Annotation: This response indicates application of an incomplete strategy. The representation in the form of an inequality is correct (x+y≤60). Although the student assigned scales and labels on the grid, the inequality is not graphed. Both the cost of lunch ($15.00) and the cost of dinner ($45.00) are correct. The student provides a justification, rather than an explanation (I added 15 + 15 x 3 and got 60). This response demonstrates a conceptual understanding and analysis of the problem.

Score for Anchor Paper #5: Rubric Score 3

Annotation: This response indicates application of a reasonable strategy that leads to some correct solutions. The representation in the form of an inequality has the symbol reversed (x+y≥60). The student’s graph, though missing labels, is generally well-constructed with correct scales, a solid line with correct intercepts and appropriate shading. Both the cost of lunch (15.00) and the cost of dinner (45.00) are correct. The explanation supports the solution (x+y=60; 3x=y; 3(15)=45). The student also justifies the solutions (so 15·3=45 and 45+15=60). This response demonstrates a clear understanding and analysis of the problem.

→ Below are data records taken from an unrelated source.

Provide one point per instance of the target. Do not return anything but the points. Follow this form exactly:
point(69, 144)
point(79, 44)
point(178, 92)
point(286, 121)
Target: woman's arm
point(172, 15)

Score for Anchor Paper #6: Rubric Score 3

Annotation: This response indicates application of a reasonable strategy that leads to some correct solutions. The representation in the form of an inequality is correct (x+y≤$60). The student provides a generally well-constructed graph with correct scales and a solid line with correct intercepts; however, it is not shaded to indicate the inequality. Both the cost of lunch ($15.00) and the cost of dinner ($45.00) are correct. The explanation supports the solution (First I divided $60 by 4 which equal 15. Then I multiplied $15 times 3 because Ichiro spent 3 times as much on dinner). This response demonstrates a clear understanding and analysis of the problem.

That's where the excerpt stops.